The limitations of academic talk

This discussion of the intellectual trajectory of Cornel West includes an illuminating reflection upon the limitations of academic talk. It’s a useful counterpoint to my own enthusiasm for improvisation in academic life. There is a time and a place for it but it’s something which will prove profoundly limiting if we don’t regularly move beyond improvised talk. The difficulties entailed by writing (“The pen is stubborn, sputters – hell!“) are opportunities for intellectual growth: chipping away at our improvisations with sufficient persistence to find the latent insights locked deep within them. I think this is as true of blogging as it is of speaking (both being forms of improvisation) and it’s something I need to remember when my frustrations with long-form writing leave me wanting to retreat into blogging.

In Brother West, West admitted that he is “more a natural reader than natural writer,” adding that “writing requires a concerted effort and forced discipline,” but that he reads “as easily as I breathe.” I can say with certainty, as a college professor for the last quarter century, that most of my students feel the same way. What’s more, West’s off-the-cuff riffs and rants, spoken into a microphone and later transcribed to page, lack the discipline of the written word. West’s rhetorical genius is undeniable, but there are limits on what speaking can do for someone trying to wrestle angels or battle demons to the page. This is no biased preference for the written word over the spoken; I am far from a champion of a Eurocentric paradigm of literacy. This is about scholar versus talker. Improvisational speaking bears its wonders: the emergence on the spot of turns of thought and pathways of insight one hadn’t planned, and the rapturous discovery, in front of a live audience, of meanings that usually lie buried beneath the rubble of formal restrictions and literary conventions.
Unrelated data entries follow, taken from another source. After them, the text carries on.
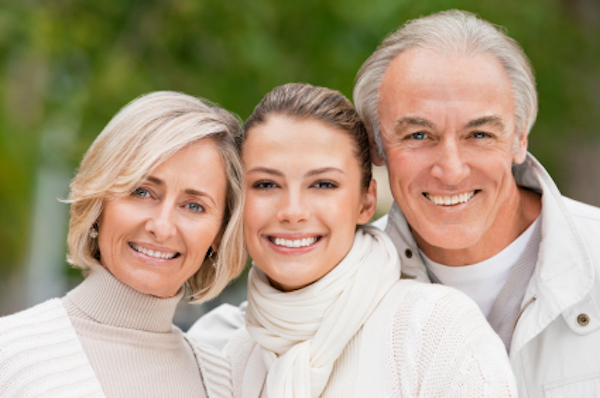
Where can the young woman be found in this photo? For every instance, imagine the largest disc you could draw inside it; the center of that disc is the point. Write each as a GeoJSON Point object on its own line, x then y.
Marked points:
{"type": "Point", "coordinates": [327, 314]}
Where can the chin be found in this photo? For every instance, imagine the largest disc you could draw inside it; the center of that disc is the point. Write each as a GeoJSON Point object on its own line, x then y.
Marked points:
{"type": "Point", "coordinates": [454, 238]}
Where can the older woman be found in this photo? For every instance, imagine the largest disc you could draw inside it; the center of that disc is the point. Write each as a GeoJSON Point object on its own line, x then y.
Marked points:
{"type": "Point", "coordinates": [155, 214]}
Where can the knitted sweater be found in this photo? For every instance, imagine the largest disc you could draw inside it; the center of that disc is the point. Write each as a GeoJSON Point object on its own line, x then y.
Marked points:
{"type": "Point", "coordinates": [421, 341]}
{"type": "Point", "coordinates": [105, 339]}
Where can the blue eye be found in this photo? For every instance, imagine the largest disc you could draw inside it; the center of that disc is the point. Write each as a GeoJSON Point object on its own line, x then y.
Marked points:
{"type": "Point", "coordinates": [419, 135]}
{"type": "Point", "coordinates": [141, 192]}
{"type": "Point", "coordinates": [195, 207]}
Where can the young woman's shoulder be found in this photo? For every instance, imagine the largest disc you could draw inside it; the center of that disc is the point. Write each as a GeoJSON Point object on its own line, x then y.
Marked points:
{"type": "Point", "coordinates": [439, 344]}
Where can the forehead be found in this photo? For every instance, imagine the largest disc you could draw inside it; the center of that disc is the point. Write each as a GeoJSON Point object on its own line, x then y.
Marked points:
{"type": "Point", "coordinates": [288, 141]}
{"type": "Point", "coordinates": [422, 81]}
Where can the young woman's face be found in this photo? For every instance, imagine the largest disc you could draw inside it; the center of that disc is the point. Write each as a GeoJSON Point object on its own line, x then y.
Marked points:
{"type": "Point", "coordinates": [304, 199]}
{"type": "Point", "coordinates": [156, 238]}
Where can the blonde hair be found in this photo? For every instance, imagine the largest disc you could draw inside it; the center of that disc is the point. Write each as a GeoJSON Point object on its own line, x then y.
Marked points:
{"type": "Point", "coordinates": [452, 32]}
{"type": "Point", "coordinates": [145, 133]}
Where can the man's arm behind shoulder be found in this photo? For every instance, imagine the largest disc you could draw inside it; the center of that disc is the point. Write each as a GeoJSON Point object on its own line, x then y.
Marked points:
{"type": "Point", "coordinates": [216, 327]}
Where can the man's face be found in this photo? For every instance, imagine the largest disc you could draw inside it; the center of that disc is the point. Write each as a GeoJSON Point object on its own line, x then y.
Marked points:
{"type": "Point", "coordinates": [448, 131]}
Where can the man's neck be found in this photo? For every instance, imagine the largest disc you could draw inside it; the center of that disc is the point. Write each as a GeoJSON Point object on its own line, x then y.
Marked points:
{"type": "Point", "coordinates": [510, 223]}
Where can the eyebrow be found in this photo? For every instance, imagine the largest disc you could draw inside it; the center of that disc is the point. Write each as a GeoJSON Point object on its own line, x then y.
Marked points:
{"type": "Point", "coordinates": [188, 191]}
{"type": "Point", "coordinates": [278, 173]}
{"type": "Point", "coordinates": [403, 123]}
{"type": "Point", "coordinates": [315, 172]}
{"type": "Point", "coordinates": [493, 120]}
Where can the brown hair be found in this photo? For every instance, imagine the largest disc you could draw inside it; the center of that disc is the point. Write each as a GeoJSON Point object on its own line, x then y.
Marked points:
{"type": "Point", "coordinates": [304, 101]}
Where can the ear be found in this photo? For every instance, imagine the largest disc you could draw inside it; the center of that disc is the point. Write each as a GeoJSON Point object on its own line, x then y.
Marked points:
{"type": "Point", "coordinates": [369, 204]}
{"type": "Point", "coordinates": [376, 158]}
{"type": "Point", "coordinates": [520, 152]}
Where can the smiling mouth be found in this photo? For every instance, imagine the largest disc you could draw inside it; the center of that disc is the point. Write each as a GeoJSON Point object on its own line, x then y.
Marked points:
{"type": "Point", "coordinates": [294, 243]}
{"type": "Point", "coordinates": [450, 200]}
{"type": "Point", "coordinates": [153, 253]}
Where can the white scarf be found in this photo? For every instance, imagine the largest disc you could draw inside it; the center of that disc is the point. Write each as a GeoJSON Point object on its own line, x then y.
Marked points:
{"type": "Point", "coordinates": [303, 332]}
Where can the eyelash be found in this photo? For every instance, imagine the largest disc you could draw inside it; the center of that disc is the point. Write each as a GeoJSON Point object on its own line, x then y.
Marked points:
{"type": "Point", "coordinates": [328, 185]}
{"type": "Point", "coordinates": [141, 192]}
{"type": "Point", "coordinates": [200, 210]}
{"type": "Point", "coordinates": [264, 184]}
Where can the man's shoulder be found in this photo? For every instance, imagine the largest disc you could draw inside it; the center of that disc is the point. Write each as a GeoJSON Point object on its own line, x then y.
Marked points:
{"type": "Point", "coordinates": [582, 210]}
{"type": "Point", "coordinates": [381, 222]}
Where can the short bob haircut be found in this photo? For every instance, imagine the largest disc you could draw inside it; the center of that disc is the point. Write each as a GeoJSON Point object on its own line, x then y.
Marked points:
{"type": "Point", "coordinates": [304, 101]}
{"type": "Point", "coordinates": [454, 33]}
{"type": "Point", "coordinates": [140, 137]}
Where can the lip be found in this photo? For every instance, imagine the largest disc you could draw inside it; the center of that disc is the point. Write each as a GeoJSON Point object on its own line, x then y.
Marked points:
{"type": "Point", "coordinates": [149, 252]}
{"type": "Point", "coordinates": [295, 238]}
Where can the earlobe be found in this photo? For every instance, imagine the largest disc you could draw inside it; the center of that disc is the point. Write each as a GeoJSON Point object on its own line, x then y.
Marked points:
{"type": "Point", "coordinates": [369, 204]}
{"type": "Point", "coordinates": [376, 157]}
{"type": "Point", "coordinates": [520, 153]}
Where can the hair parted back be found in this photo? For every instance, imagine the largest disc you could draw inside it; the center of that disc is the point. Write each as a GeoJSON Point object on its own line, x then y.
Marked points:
{"type": "Point", "coordinates": [305, 101]}
{"type": "Point", "coordinates": [454, 33]}
{"type": "Point", "coordinates": [141, 136]}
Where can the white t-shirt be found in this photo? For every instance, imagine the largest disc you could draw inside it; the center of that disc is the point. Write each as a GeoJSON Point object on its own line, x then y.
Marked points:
{"type": "Point", "coordinates": [483, 281]}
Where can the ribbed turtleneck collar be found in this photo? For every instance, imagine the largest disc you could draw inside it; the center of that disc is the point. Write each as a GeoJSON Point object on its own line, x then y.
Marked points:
{"type": "Point", "coordinates": [106, 300]}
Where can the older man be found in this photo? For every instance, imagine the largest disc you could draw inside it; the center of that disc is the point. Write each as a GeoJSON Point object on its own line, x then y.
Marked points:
{"type": "Point", "coordinates": [449, 100]}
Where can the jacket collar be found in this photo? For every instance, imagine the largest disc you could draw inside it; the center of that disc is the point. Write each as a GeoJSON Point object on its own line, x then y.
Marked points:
{"type": "Point", "coordinates": [564, 272]}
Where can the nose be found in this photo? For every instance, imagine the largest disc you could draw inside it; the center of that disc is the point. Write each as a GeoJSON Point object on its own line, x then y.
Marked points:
{"type": "Point", "coordinates": [450, 165]}
{"type": "Point", "coordinates": [292, 208]}
{"type": "Point", "coordinates": [161, 223]}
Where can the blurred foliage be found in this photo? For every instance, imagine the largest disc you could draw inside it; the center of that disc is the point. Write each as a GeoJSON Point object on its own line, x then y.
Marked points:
{"type": "Point", "coordinates": [68, 66]}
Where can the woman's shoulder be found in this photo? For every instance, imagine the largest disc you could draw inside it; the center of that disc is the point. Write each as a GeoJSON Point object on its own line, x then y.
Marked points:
{"type": "Point", "coordinates": [46, 317]}
{"type": "Point", "coordinates": [434, 335]}
{"type": "Point", "coordinates": [41, 355]}
{"type": "Point", "coordinates": [215, 369]}
{"type": "Point", "coordinates": [412, 304]}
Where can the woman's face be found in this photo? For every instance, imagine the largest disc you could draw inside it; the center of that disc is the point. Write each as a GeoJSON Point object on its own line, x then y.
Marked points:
{"type": "Point", "coordinates": [157, 237]}
{"type": "Point", "coordinates": [304, 199]}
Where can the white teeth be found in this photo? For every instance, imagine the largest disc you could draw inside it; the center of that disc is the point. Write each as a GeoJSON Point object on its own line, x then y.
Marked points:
{"type": "Point", "coordinates": [450, 200]}
{"type": "Point", "coordinates": [153, 253]}
{"type": "Point", "coordinates": [294, 243]}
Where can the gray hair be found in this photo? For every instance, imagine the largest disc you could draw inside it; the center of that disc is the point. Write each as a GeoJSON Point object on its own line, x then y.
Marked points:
{"type": "Point", "coordinates": [452, 32]}
{"type": "Point", "coordinates": [140, 137]}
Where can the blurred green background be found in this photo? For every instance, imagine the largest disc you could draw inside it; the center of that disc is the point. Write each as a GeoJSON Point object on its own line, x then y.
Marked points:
{"type": "Point", "coordinates": [68, 66]}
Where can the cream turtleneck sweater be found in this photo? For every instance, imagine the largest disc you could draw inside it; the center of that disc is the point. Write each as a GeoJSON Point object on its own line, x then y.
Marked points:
{"type": "Point", "coordinates": [130, 340]}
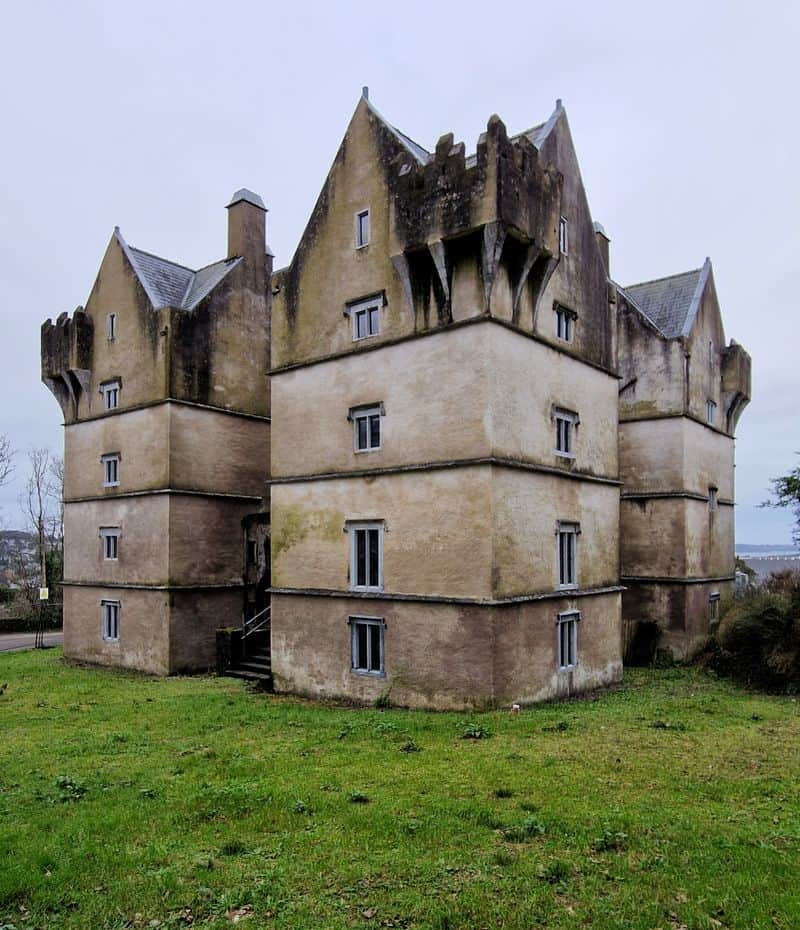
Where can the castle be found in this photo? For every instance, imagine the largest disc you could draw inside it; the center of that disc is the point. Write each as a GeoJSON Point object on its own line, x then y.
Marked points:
{"type": "Point", "coordinates": [443, 452]}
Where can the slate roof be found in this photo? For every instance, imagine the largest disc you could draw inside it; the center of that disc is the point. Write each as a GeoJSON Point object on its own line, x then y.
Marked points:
{"type": "Point", "coordinates": [671, 303]}
{"type": "Point", "coordinates": [169, 284]}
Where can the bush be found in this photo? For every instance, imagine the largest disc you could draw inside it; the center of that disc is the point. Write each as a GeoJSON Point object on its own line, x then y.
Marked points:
{"type": "Point", "coordinates": [758, 639]}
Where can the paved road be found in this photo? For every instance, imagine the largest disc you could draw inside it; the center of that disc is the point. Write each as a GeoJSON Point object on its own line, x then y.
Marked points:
{"type": "Point", "coordinates": [10, 641]}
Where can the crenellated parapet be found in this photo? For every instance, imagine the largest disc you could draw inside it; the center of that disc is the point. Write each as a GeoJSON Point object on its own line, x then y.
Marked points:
{"type": "Point", "coordinates": [499, 206]}
{"type": "Point", "coordinates": [736, 383]}
{"type": "Point", "coordinates": [67, 348]}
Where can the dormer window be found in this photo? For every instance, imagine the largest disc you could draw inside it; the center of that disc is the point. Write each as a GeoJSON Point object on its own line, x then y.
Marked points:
{"type": "Point", "coordinates": [362, 228]}
{"type": "Point", "coordinates": [563, 236]}
{"type": "Point", "coordinates": [110, 391]}
{"type": "Point", "coordinates": [565, 323]}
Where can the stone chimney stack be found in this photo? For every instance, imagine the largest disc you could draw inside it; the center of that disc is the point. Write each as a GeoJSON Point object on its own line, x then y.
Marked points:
{"type": "Point", "coordinates": [247, 231]}
{"type": "Point", "coordinates": [603, 243]}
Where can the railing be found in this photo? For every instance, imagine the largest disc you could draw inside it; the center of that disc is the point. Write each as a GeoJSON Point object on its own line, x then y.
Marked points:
{"type": "Point", "coordinates": [255, 624]}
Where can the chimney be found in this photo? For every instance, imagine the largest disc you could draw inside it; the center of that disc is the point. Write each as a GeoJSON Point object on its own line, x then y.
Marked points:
{"type": "Point", "coordinates": [602, 243]}
{"type": "Point", "coordinates": [247, 231]}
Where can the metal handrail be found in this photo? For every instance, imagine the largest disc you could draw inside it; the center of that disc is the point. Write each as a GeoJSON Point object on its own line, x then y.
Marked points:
{"type": "Point", "coordinates": [255, 624]}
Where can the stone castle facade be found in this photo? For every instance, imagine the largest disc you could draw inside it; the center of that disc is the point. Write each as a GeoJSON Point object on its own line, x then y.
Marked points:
{"type": "Point", "coordinates": [459, 463]}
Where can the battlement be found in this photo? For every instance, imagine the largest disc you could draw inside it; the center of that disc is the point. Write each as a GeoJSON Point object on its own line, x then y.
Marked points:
{"type": "Point", "coordinates": [66, 358]}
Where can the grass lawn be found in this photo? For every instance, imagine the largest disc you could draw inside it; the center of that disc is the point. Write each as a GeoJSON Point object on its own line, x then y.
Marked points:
{"type": "Point", "coordinates": [126, 801]}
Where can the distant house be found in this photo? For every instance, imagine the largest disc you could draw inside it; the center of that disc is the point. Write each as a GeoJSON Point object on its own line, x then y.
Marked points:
{"type": "Point", "coordinates": [445, 447]}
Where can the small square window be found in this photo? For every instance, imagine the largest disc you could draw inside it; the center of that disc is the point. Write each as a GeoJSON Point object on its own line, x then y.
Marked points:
{"type": "Point", "coordinates": [567, 554]}
{"type": "Point", "coordinates": [367, 644]}
{"type": "Point", "coordinates": [110, 391]}
{"type": "Point", "coordinates": [366, 556]}
{"type": "Point", "coordinates": [110, 537]}
{"type": "Point", "coordinates": [110, 463]}
{"type": "Point", "coordinates": [110, 615]}
{"type": "Point", "coordinates": [366, 428]}
{"type": "Point", "coordinates": [362, 229]}
{"type": "Point", "coordinates": [565, 422]}
{"type": "Point", "coordinates": [563, 236]}
{"type": "Point", "coordinates": [567, 629]}
{"type": "Point", "coordinates": [565, 323]}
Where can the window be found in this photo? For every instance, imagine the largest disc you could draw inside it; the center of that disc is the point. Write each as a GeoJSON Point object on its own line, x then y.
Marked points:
{"type": "Point", "coordinates": [110, 612]}
{"type": "Point", "coordinates": [366, 319]}
{"type": "Point", "coordinates": [567, 628]}
{"type": "Point", "coordinates": [563, 236]}
{"type": "Point", "coordinates": [366, 427]}
{"type": "Point", "coordinates": [110, 538]}
{"type": "Point", "coordinates": [110, 391]}
{"type": "Point", "coordinates": [567, 555]}
{"type": "Point", "coordinates": [366, 556]}
{"type": "Point", "coordinates": [565, 422]}
{"type": "Point", "coordinates": [110, 469]}
{"type": "Point", "coordinates": [362, 229]}
{"type": "Point", "coordinates": [565, 320]}
{"type": "Point", "coordinates": [367, 645]}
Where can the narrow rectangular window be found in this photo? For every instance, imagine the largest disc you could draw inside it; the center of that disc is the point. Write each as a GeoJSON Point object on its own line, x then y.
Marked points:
{"type": "Point", "coordinates": [567, 630]}
{"type": "Point", "coordinates": [110, 391]}
{"type": "Point", "coordinates": [367, 427]}
{"type": "Point", "coordinates": [567, 555]}
{"type": "Point", "coordinates": [110, 463]}
{"type": "Point", "coordinates": [565, 423]}
{"type": "Point", "coordinates": [563, 236]}
{"type": "Point", "coordinates": [110, 537]}
{"type": "Point", "coordinates": [366, 556]}
{"type": "Point", "coordinates": [110, 615]}
{"type": "Point", "coordinates": [367, 645]}
{"type": "Point", "coordinates": [362, 228]}
{"type": "Point", "coordinates": [564, 323]}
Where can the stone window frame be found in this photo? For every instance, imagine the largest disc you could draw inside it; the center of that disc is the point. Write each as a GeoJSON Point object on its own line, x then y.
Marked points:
{"type": "Point", "coordinates": [563, 235]}
{"type": "Point", "coordinates": [565, 320]}
{"type": "Point", "coordinates": [110, 542]}
{"type": "Point", "coordinates": [567, 533]}
{"type": "Point", "coordinates": [353, 528]}
{"type": "Point", "coordinates": [565, 423]}
{"type": "Point", "coordinates": [110, 611]}
{"type": "Point", "coordinates": [110, 391]}
{"type": "Point", "coordinates": [111, 468]}
{"type": "Point", "coordinates": [567, 639]}
{"type": "Point", "coordinates": [362, 626]}
{"type": "Point", "coordinates": [362, 229]}
{"type": "Point", "coordinates": [366, 412]}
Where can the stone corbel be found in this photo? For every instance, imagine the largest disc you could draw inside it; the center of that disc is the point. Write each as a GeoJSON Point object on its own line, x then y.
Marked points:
{"type": "Point", "coordinates": [494, 235]}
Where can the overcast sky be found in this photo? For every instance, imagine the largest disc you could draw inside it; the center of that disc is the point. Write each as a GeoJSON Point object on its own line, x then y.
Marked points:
{"type": "Point", "coordinates": [149, 116]}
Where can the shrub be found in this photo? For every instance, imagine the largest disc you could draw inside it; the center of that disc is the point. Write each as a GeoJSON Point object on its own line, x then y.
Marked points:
{"type": "Point", "coordinates": [758, 639]}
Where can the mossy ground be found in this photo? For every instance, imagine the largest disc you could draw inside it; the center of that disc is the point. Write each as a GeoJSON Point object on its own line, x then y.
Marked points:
{"type": "Point", "coordinates": [135, 802]}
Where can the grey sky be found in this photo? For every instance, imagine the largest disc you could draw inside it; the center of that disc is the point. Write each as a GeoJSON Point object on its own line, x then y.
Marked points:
{"type": "Point", "coordinates": [150, 115]}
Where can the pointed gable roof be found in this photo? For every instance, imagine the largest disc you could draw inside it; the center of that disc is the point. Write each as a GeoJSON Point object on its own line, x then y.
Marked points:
{"type": "Point", "coordinates": [169, 284]}
{"type": "Point", "coordinates": [672, 302]}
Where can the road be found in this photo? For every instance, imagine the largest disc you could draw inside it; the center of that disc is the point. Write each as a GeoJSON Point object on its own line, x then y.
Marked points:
{"type": "Point", "coordinates": [11, 641]}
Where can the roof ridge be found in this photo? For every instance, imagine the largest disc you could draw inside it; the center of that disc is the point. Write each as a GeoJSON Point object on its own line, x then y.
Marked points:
{"type": "Point", "coordinates": [161, 258]}
{"type": "Point", "coordinates": [668, 277]}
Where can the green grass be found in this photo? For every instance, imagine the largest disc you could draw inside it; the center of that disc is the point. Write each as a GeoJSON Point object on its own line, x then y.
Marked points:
{"type": "Point", "coordinates": [130, 802]}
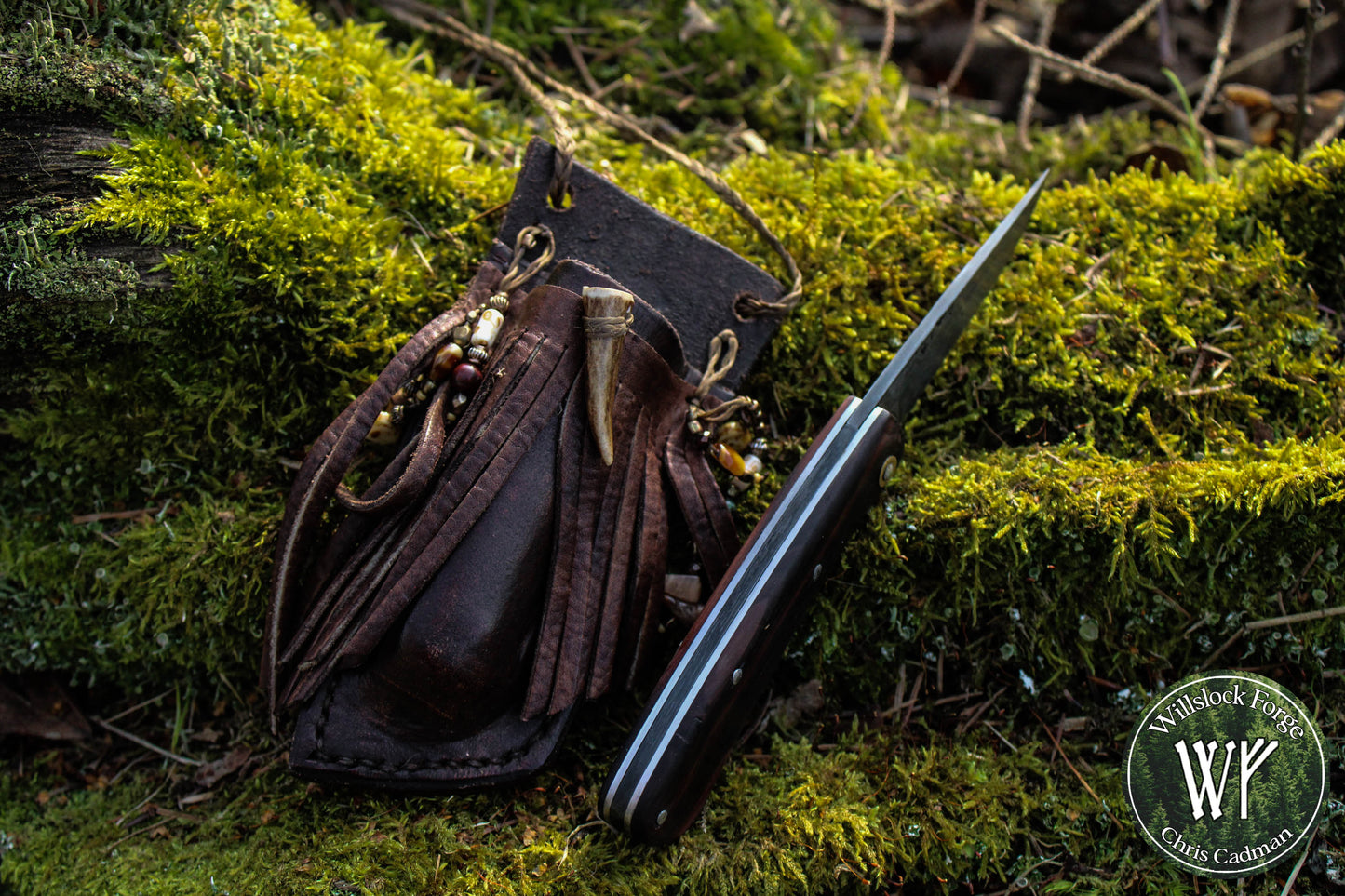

Yet West’s inability to write is hugely confining. For scholars, there is a depth that can only be tapped through the rigorous reworking of the same sentences until the meaning comes clean—or as clean as one can make it.

The ecstasies of the spoken word, when scholarship is at stake, leave the deep reader and the long listener hungry for more. Writing is an often-painful task that can feel like the death of one’s past. Equally discomfiting is seeing one’s present commitments to truths crumble once one begins to tap away at the keyboard or scar the page with ink. Writing demands a different sort of apprenticeship to ideas than does speaking. It beckons one to revisit over an extended, or at least delayed, period the same material and to revise what one thinks. Revision is reading again and again what one writes so that one can think again and again about what one wants to say and in turn determine if better and deeper things can be said.